Rationale: Dispersion forces, also known as London dispersion forces, are the weakest intermolecular forces. They are temporary attractive forces that occur due to momentary shifts in electron distribution within molecules. While dipole interactions, hydrogen bonding, and Van der Waals forces are stronger intermolecular forces, dispersion forces are the weakest because they arise from short-lived fluctuations in electron density. Dipole interactions involve permanent dipoles in molecules, making them stronger than dispersion forces. Hydrogen bonding is stronger than dipole interactions and involves hydrogen atoms bonded to highly electronegative atoms.

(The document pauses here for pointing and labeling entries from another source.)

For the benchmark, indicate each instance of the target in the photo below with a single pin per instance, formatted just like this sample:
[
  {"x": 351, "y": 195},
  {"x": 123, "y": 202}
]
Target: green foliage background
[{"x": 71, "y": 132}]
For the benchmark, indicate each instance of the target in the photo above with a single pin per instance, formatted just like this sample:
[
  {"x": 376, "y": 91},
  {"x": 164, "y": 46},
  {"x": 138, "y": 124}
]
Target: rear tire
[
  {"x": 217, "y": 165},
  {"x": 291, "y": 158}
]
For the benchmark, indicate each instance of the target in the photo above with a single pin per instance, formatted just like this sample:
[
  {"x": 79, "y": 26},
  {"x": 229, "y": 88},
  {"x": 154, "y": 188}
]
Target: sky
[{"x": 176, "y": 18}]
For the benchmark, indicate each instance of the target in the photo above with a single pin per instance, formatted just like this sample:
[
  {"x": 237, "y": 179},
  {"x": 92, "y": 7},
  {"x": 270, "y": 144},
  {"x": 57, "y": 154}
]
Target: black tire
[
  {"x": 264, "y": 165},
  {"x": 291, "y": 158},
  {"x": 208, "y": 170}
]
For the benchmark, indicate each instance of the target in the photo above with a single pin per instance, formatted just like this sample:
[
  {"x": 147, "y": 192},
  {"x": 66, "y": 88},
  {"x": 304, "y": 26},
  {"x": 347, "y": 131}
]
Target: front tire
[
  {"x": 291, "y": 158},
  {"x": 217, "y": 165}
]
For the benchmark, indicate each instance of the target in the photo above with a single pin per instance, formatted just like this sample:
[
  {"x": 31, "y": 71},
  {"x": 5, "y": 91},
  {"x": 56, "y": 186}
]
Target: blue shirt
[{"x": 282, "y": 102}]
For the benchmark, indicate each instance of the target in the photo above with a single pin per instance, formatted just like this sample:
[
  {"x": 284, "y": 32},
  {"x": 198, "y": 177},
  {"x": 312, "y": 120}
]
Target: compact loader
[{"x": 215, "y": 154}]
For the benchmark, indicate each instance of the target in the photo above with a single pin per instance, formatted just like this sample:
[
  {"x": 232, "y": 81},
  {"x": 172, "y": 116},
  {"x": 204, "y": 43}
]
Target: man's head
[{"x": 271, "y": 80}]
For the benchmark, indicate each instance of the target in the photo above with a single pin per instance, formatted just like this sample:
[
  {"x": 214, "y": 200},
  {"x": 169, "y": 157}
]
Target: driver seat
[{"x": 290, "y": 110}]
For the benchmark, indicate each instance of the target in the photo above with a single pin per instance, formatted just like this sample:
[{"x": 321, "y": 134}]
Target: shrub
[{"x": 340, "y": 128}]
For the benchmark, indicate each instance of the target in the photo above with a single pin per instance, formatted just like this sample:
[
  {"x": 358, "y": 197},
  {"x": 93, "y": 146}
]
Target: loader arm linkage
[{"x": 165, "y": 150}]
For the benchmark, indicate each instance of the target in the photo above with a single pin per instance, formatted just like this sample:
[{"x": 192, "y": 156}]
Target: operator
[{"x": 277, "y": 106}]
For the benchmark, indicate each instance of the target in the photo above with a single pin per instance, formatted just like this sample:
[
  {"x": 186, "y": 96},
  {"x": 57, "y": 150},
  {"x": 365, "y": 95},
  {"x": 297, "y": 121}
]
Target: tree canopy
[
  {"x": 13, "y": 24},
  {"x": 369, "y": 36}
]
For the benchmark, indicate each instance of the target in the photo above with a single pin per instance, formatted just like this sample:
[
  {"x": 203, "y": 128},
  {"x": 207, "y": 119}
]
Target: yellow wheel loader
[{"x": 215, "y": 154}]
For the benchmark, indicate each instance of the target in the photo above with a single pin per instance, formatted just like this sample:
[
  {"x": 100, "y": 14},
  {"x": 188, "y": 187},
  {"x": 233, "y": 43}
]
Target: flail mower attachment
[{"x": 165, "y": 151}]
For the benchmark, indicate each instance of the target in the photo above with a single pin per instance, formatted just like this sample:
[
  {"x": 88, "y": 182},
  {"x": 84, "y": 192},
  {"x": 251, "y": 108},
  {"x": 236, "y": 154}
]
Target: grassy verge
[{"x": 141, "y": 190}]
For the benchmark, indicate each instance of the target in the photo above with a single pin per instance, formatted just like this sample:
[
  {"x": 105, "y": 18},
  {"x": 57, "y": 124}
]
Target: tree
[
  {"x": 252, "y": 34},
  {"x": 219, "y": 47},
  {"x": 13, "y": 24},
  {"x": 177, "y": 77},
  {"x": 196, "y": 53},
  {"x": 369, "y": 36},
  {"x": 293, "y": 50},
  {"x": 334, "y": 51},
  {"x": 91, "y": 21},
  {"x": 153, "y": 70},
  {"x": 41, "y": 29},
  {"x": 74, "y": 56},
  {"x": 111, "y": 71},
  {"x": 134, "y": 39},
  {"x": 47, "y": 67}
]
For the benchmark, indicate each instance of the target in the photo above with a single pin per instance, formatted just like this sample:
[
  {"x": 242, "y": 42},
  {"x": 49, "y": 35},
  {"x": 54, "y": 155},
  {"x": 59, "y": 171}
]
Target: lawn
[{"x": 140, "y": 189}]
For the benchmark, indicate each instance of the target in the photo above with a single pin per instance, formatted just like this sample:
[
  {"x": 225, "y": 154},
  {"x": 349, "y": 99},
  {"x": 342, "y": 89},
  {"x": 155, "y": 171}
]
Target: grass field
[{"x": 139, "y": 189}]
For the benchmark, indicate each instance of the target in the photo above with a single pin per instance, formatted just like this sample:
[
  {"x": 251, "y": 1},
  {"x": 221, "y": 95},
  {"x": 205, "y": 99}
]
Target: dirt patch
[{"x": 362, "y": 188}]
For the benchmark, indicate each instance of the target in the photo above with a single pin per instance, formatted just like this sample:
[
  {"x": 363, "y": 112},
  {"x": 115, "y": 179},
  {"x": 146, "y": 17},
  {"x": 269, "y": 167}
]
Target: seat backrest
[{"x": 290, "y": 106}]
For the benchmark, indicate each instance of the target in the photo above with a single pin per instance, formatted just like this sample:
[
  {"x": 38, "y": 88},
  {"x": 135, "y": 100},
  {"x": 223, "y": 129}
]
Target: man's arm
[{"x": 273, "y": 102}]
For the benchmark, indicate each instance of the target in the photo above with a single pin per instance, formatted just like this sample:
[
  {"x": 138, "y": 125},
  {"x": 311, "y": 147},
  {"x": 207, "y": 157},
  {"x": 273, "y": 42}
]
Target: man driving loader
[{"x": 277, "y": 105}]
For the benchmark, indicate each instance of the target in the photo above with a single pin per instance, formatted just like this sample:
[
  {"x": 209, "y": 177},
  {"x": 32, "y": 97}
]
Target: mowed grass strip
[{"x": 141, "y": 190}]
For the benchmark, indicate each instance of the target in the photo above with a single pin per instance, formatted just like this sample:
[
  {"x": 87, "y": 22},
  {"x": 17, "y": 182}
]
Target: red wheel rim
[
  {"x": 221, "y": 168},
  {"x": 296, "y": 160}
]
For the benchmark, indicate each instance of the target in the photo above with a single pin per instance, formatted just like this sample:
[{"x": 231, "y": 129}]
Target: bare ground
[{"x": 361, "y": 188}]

Van der Waals forces encompass dipole-dipole interactions and dispersion forces, making them stronger than dispersion forces alone.

5. Which muscle is responsible for the extension of the elbow?

A. Biceps brachii
B. Triceps brachii
C. Deltoid
D. Pectoralis major

Correct answer: B

Rationale: The correct answer is B: Triceps brachii. The triceps brachii muscle is responsible for extending the elbow joint. It is located on the back of the upper arm and acts in opposition to the biceps brachii, which is responsible for elbow flexion. The deltoid muscle is primarily responsible for shoulder abduction, not elbow extension. The pectoralis major muscle is involved in movements of the shoulder joint, not the elbow.